Sonrasında kapıyorum telefonu. Her şey bitti sanki o an için. En önemli sekiz saatinin yaşamıştım hayatımın. Umut ışığı yoktu ama, ÖLÜME FAKE ATMIŞTIM!
Normal takıldım insanlar içinde, hiçbir şey yokmuş gibi. Sanki her şey normalmiş gibi. Anlatmadım insanlara yaşananları. Kimse yoktu yanımda. Kalabalık içinde bile yalnızlığı iliklerimde hissedebiliyordum. Değişen bir şey yok hala. Sonuçta… Koskoca: Hiçbir şey!
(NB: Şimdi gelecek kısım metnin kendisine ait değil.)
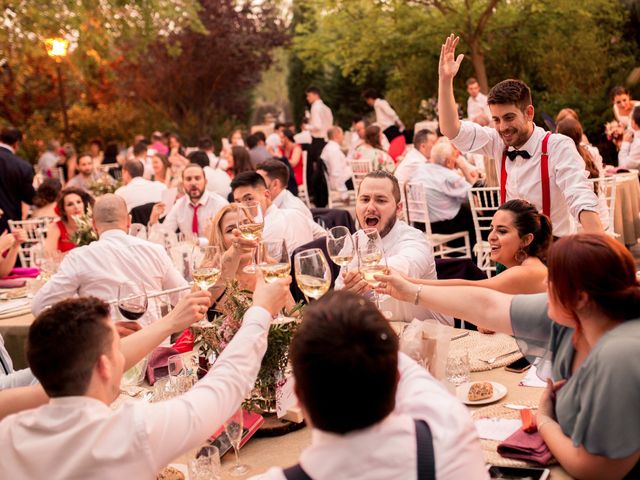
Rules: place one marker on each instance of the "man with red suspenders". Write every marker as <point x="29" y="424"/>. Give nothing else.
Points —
<point x="543" y="168"/>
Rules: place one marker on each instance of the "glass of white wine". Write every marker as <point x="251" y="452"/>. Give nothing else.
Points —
<point x="206" y="267"/>
<point x="233" y="427"/>
<point x="312" y="273"/>
<point x="340" y="246"/>
<point x="251" y="225"/>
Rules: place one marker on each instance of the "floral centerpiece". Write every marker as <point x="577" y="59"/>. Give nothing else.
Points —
<point x="210" y="341"/>
<point x="85" y="234"/>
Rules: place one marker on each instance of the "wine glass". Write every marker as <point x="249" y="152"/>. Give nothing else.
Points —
<point x="340" y="246"/>
<point x="132" y="301"/>
<point x="250" y="224"/>
<point x="206" y="266"/>
<point x="274" y="263"/>
<point x="312" y="273"/>
<point x="233" y="427"/>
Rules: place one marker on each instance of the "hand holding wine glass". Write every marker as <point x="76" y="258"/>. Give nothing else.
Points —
<point x="234" y="427"/>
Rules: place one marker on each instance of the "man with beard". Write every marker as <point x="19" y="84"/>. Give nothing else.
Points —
<point x="193" y="212"/>
<point x="534" y="165"/>
<point x="406" y="249"/>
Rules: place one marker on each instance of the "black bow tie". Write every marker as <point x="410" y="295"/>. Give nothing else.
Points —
<point x="515" y="153"/>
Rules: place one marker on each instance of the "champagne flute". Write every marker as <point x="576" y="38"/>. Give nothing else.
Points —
<point x="233" y="427"/>
<point x="132" y="301"/>
<point x="251" y="225"/>
<point x="312" y="273"/>
<point x="340" y="246"/>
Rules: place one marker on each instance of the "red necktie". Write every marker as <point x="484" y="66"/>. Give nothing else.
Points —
<point x="194" y="222"/>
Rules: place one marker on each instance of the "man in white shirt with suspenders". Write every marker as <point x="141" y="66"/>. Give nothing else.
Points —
<point x="543" y="168"/>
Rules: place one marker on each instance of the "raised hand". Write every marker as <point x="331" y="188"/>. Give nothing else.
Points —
<point x="449" y="64"/>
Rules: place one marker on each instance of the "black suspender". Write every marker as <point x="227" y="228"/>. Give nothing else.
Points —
<point x="426" y="457"/>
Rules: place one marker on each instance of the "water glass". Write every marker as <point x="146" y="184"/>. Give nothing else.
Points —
<point x="205" y="464"/>
<point x="458" y="370"/>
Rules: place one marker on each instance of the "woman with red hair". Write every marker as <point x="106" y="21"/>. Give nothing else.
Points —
<point x="588" y="325"/>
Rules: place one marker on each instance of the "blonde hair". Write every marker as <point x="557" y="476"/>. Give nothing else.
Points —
<point x="216" y="235"/>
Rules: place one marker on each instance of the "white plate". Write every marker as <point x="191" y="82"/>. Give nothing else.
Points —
<point x="499" y="391"/>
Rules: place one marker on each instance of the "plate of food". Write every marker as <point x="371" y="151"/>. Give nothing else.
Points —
<point x="480" y="393"/>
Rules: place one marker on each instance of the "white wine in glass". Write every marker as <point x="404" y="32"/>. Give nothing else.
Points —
<point x="312" y="273"/>
<point x="340" y="246"/>
<point x="233" y="427"/>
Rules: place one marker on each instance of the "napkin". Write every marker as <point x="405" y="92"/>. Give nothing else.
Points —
<point x="158" y="365"/>
<point x="525" y="446"/>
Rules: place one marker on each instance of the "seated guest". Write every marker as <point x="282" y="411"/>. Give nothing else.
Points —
<point x="99" y="268"/>
<point x="72" y="202"/>
<point x="9" y="248"/>
<point x="217" y="180"/>
<point x="192" y="212"/>
<point x="423" y="142"/>
<point x="338" y="168"/>
<point x="446" y="192"/>
<point x="368" y="430"/>
<point x="406" y="248"/>
<point x="629" y="155"/>
<point x="137" y="190"/>
<point x="373" y="151"/>
<point x="588" y="324"/>
<point x="279" y="224"/>
<point x="77" y="435"/>
<point x="520" y="238"/>
<point x="257" y="150"/>
<point x="44" y="201"/>
<point x="293" y="152"/>
<point x="276" y="176"/>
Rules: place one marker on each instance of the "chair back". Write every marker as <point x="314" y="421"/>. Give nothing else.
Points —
<point x="605" y="188"/>
<point x="35" y="231"/>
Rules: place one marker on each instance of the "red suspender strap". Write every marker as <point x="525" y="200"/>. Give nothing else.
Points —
<point x="503" y="178"/>
<point x="544" y="176"/>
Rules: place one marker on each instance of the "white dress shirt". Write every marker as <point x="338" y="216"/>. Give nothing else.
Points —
<point x="407" y="250"/>
<point x="181" y="214"/>
<point x="287" y="200"/>
<point x="445" y="190"/>
<point x="388" y="450"/>
<point x="385" y="115"/>
<point x="410" y="163"/>
<point x="629" y="155"/>
<point x="321" y="119"/>
<point x="140" y="191"/>
<point x="478" y="106"/>
<point x="80" y="437"/>
<point x="218" y="181"/>
<point x="99" y="268"/>
<point x="570" y="191"/>
<point x="337" y="166"/>
<point x="292" y="226"/>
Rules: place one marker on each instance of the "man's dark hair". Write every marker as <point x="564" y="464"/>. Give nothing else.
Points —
<point x="10" y="136"/>
<point x="252" y="141"/>
<point x="635" y="115"/>
<point x="199" y="157"/>
<point x="345" y="362"/>
<point x="140" y="148"/>
<point x="79" y="331"/>
<point x="422" y="137"/>
<point x="276" y="170"/>
<point x="371" y="93"/>
<point x="248" y="179"/>
<point x="395" y="186"/>
<point x="510" y="91"/>
<point x="134" y="168"/>
<point x="205" y="143"/>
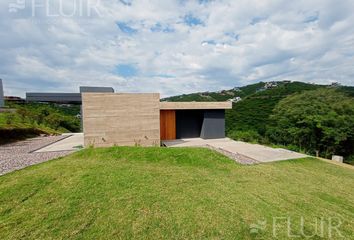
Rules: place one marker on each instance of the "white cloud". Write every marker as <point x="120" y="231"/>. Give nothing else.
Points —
<point x="233" y="43"/>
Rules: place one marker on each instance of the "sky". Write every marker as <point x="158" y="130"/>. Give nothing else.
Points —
<point x="173" y="47"/>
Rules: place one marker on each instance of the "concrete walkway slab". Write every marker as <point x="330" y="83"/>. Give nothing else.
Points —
<point x="73" y="142"/>
<point x="242" y="152"/>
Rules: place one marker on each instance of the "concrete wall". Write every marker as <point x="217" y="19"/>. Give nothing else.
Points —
<point x="195" y="105"/>
<point x="121" y="119"/>
<point x="213" y="124"/>
<point x="54" y="97"/>
<point x="1" y="95"/>
<point x="84" y="89"/>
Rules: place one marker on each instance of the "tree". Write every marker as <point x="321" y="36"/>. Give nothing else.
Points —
<point x="315" y="120"/>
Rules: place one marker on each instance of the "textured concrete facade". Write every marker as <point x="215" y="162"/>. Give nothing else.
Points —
<point x="194" y="105"/>
<point x="121" y="119"/>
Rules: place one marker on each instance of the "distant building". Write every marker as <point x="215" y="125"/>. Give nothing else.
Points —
<point x="270" y="85"/>
<point x="235" y="99"/>
<point x="62" y="98"/>
<point x="14" y="99"/>
<point x="335" y="84"/>
<point x="236" y="89"/>
<point x="1" y="95"/>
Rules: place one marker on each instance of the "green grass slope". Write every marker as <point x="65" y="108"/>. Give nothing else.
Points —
<point x="162" y="193"/>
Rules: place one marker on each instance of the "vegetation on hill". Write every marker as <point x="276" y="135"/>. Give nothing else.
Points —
<point x="32" y="119"/>
<point x="174" y="193"/>
<point x="320" y="120"/>
<point x="250" y="119"/>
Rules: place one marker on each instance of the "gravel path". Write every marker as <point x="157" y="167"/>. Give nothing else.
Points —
<point x="21" y="154"/>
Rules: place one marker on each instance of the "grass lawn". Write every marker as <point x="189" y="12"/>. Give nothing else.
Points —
<point x="166" y="193"/>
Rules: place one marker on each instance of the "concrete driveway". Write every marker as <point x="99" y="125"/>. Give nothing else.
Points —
<point x="72" y="142"/>
<point x="245" y="153"/>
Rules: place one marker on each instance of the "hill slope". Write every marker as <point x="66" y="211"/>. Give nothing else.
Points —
<point x="167" y="193"/>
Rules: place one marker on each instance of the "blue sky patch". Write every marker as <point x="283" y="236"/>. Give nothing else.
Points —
<point x="124" y="27"/>
<point x="126" y="70"/>
<point x="126" y="2"/>
<point x="191" y="20"/>
<point x="312" y="18"/>
<point x="158" y="27"/>
<point x="209" y="42"/>
<point x="256" y="20"/>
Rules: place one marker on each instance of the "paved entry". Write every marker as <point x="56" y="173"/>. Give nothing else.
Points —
<point x="245" y="153"/>
<point x="71" y="142"/>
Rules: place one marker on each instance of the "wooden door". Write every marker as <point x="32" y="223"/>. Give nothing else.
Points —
<point x="168" y="124"/>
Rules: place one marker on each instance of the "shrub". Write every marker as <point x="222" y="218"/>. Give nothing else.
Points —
<point x="315" y="120"/>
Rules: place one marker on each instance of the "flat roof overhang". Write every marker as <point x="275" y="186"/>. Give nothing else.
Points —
<point x="194" y="105"/>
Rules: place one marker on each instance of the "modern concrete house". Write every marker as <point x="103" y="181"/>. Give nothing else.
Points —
<point x="71" y="98"/>
<point x="128" y="119"/>
<point x="1" y="95"/>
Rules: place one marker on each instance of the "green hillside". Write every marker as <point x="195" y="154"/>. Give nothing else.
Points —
<point x="32" y="119"/>
<point x="174" y="193"/>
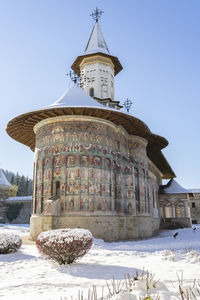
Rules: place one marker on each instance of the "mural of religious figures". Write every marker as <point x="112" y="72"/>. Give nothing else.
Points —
<point x="71" y="160"/>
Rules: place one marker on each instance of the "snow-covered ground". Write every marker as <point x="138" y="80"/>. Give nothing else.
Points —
<point x="28" y="275"/>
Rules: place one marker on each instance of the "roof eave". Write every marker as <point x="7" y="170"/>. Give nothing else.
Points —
<point x="75" y="66"/>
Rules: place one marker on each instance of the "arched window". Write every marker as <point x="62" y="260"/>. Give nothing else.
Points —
<point x="91" y="92"/>
<point x="57" y="194"/>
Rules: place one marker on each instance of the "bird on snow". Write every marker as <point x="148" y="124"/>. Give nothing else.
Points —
<point x="175" y="235"/>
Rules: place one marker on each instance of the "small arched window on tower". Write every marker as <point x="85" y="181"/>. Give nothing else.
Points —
<point x="57" y="191"/>
<point x="91" y="92"/>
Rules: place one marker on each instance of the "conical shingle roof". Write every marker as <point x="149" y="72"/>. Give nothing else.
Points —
<point x="77" y="97"/>
<point x="96" y="41"/>
<point x="173" y="187"/>
<point x="3" y="180"/>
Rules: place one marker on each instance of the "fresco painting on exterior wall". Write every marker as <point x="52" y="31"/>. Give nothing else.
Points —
<point x="81" y="165"/>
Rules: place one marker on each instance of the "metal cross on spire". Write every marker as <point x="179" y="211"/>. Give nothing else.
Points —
<point x="96" y="14"/>
<point x="74" y="77"/>
<point x="127" y="104"/>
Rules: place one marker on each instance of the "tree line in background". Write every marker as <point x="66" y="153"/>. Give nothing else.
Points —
<point x="25" y="184"/>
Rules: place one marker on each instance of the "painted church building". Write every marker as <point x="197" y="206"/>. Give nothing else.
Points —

Telefondan gelen aptalca “kardeşim yapılacak bir şey var mı?” sesi de sahteydi çünkü o zamanlar.
Oğuz Atay’ın bir sözü vardı; tam hatırlamıyorum. Saflıkla ilgili işte! İnanıyorum her şeye! diyordu. Her şeye! İnsanlar sanki reddedilemeyecek bir teklif yapar gibi gelir ama, sen kabul etmemen gerekirken kabul edersin ya! Safsın işte! Açıp bi’ şeyler okumaya başladım. Neden mi? Çünkü her defasında daha da derine saplanıyordum. En iyisiydi kafamı rahat tutmak… Yani diyeceğim o ki, beni engelleyen her şeyden uzaklaşıyorum artık…”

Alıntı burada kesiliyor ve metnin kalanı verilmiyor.